Les solutions existent (arrêt des cultures sur brûlis, protection intégrale de la forêt restante, alternatives au charbon de bois, établissement de corridors écologiques, etc.) mais demandent une prise de conscience générale et quasi immédiate. Trop peu de malgaches comprennent que leur destin est lié à celui de la nature. J’ai pu noter la fierté des habitants pour leur environnement doublée d’une certaine méconnaissance de la situation, et même une ignorance de leur vraie richesse nationale. Il n’est pas tout à fait trop tard pour agir, mais le poids de cette action de dernière minute repose sur les épaules de cette génération d’enfants qui a pris tant de plaisir à jouer lors de l’EAFC, de mes petits amis, de vos enfants !
L’impact de l’EAFC ne peut être mesuré sur une aussi courte période. Ces tournois ont besoin de se pérenniser, de s’étendre à d’autres régions et surtout d’avoir la possibilité de mettre en place des actions sur le terrain, et prouver aux populations locales, que protéger est plus rentable que détruire.
Pour cela, Eco-Sys Action a exactement la même vision que Salamandra Nature et souhaite rassembler un maximum d’acteurs associatifs. L’éco-village lors du tournoi d’Antananarivo, a démontré cette volonté de partage ; d’ouverture également car Eco-Sys Action n’a pas de couleurs religieuses ou politiques. Les solutions doivent être locales et solidaires. Madagascar doit prendre son destin en mains sans attendre d’aide extérieure. Ce pays est extraordinaire de diversité et de richesses, et c’est cependant très souvent un manque de confiance et un découragement chronique qui ressort de discussions diverses que j’ai pu entendre ici et là. Qui peut bien donc créer la dynamique nécessaire à la sauvegarde du patrimoine naturel ?

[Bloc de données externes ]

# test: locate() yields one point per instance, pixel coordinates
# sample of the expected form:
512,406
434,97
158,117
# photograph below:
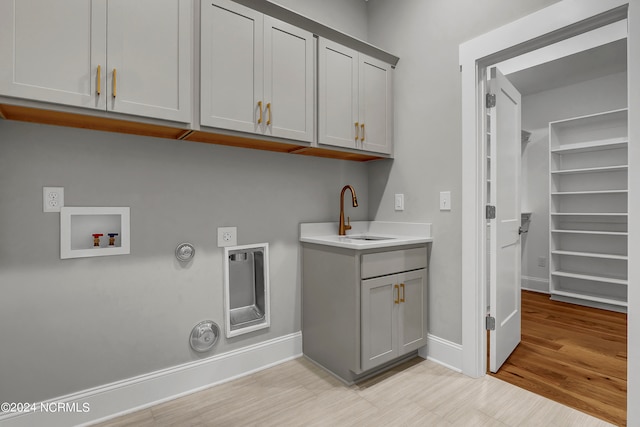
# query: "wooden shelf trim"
620,214
602,233
61,118
603,144
616,168
590,255
590,277
581,193
590,297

Ma réponse de petit moineau peut paraître à la fois candide et puissante et figure déjà ci-dessus : les enfants. Ce sont eux les meilleurs prescripteurs vers les adultes. Eux encore qui ont le pouvoir de dire « stop » et de se faire entendre. Mais pour cela, nous nous devons de les aider, de faciliter leur vie quotidienne, de leur expliquer, de les éduquer positivement. L’environnement n’est pas leur souci principal, leur quotidien étant souvent beaucoup trop compliqué, mais doit devenir leur force. C’est le pouvoir des enfants malgaches qui décidera du destin de Madagascar, et pourra inspirer d’autres enfants de d’autres pays.
Nous nous devons de permettre à une génération d’enfants non seulement d’être l’inspiration d’aujourd’hui, mais de devenir les décideurs de demain.